The result is a handheld PC that suddenly becomes a living room console. You get a big screen, a stable power connection, and the freedom to use any USB or Bluetooth controller you want. Including, apparently, a controller that came out in 2005.
The Xbox 360 Controller Is Still Surprisingly Good
The Xbox 360 controller has aged better than most gaming peripherals. The wired version in particular requires zero setup on Windows, shows up instantly as a recognized input device, and works with practically every game from that era without any remapping. For seventh-gen titles, it's the controller those games were literally designed around.
Pairing it with the Ally X running emulators or original PC versions of 2000s games creates this strange full-circle moment. You're playing Halo 2, Fable, or Dead Rising on hardware that didn't exist when those games launched, using a controller that did. It's a weird kind of authenticity.

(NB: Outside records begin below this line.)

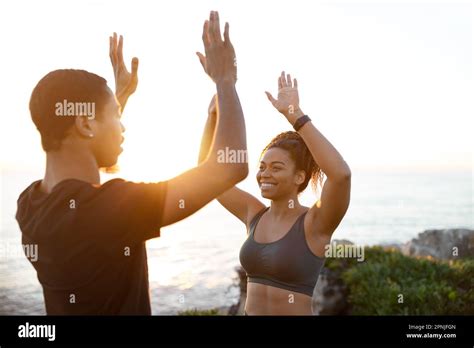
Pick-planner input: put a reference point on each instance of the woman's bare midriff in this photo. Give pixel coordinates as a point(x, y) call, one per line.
point(268, 300)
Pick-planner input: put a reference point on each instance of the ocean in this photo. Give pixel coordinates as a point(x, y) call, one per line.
point(192, 265)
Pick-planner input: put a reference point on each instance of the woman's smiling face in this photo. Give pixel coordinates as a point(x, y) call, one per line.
point(277, 176)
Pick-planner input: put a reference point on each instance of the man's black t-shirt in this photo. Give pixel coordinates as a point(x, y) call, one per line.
point(91, 244)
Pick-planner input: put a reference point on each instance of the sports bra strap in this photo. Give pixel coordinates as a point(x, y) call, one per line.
point(255, 219)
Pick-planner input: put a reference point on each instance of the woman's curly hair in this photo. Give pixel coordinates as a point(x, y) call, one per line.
point(299, 152)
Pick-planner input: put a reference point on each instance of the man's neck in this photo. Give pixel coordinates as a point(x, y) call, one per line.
point(62, 165)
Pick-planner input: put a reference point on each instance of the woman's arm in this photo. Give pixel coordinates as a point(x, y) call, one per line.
point(240, 203)
point(326, 214)
point(193, 189)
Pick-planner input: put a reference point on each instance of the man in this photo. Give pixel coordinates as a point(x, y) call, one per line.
point(91, 237)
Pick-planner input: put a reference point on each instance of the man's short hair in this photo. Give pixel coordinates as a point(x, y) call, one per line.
point(72, 86)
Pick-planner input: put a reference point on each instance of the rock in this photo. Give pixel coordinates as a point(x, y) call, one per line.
point(445, 244)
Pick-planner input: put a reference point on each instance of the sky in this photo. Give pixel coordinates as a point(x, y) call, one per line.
point(390, 84)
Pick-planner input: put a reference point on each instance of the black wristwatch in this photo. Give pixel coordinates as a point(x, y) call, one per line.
point(300, 122)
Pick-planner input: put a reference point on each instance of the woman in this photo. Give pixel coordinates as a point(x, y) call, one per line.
point(284, 251)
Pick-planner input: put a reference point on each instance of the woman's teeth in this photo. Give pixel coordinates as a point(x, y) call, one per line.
point(267, 185)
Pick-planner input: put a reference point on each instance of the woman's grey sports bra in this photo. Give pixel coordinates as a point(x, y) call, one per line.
point(287, 263)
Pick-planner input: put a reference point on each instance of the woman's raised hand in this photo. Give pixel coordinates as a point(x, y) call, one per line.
point(288, 102)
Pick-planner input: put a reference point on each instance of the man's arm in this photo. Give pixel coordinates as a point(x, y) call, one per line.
point(125, 82)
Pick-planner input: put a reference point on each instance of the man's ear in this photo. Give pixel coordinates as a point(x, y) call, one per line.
point(84, 127)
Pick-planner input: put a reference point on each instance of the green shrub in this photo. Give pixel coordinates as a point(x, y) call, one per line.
point(426, 286)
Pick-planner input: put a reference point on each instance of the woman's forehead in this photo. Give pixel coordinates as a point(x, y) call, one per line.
point(275, 154)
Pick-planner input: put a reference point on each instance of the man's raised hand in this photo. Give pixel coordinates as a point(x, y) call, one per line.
point(219, 61)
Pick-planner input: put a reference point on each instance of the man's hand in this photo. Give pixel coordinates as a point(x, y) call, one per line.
point(288, 102)
point(219, 62)
point(125, 82)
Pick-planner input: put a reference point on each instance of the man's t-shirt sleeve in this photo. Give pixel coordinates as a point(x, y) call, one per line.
point(133, 209)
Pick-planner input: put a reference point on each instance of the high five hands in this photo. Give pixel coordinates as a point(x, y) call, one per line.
point(219, 61)
point(125, 82)
point(288, 101)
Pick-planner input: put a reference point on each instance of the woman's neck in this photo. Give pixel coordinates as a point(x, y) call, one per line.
point(283, 208)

The Cursed Part Is Also the Best Part
What makes this setup genuinely interesting isn't just that it works. It's that it highlights how flexible Windows handhelds have become. The ROG Ally X was designed to be a portable gaming device, but nothing stops it from becoming a couch console the moment you set it on a dock.
Steam Deck owners figured this out early. Valve's dock was built for exactly this kind of TV-connected play, and the fact that it extends naturally to competing hardware says a lot about how open the USB-C ecosystem has become. You can read more about turning a Steam Deck into a full living room machine in PCWorld's hands-on breakdown of the docked experience.
The Ally X brings its own advantages to the table here too. Windows compatibility means a wider software library than the Steam Deck's Linux-based SteamOS, and the Ally X's specs handle 2000s titles without breaking a sweat. Frame rates are locked, load times are fast, and the whole thing runs quietly enough that you'd forget it's a handheld at all.
What This Actually Means for Handheld Gaming
Setups like this are becoming more common as handheld PCs mature. The lines between portable gaming and home console gaming are blurring fast. A device that fits in a bag can also sit in a dock and deliver a full living room experience, with whatever controller you happen to have nearby.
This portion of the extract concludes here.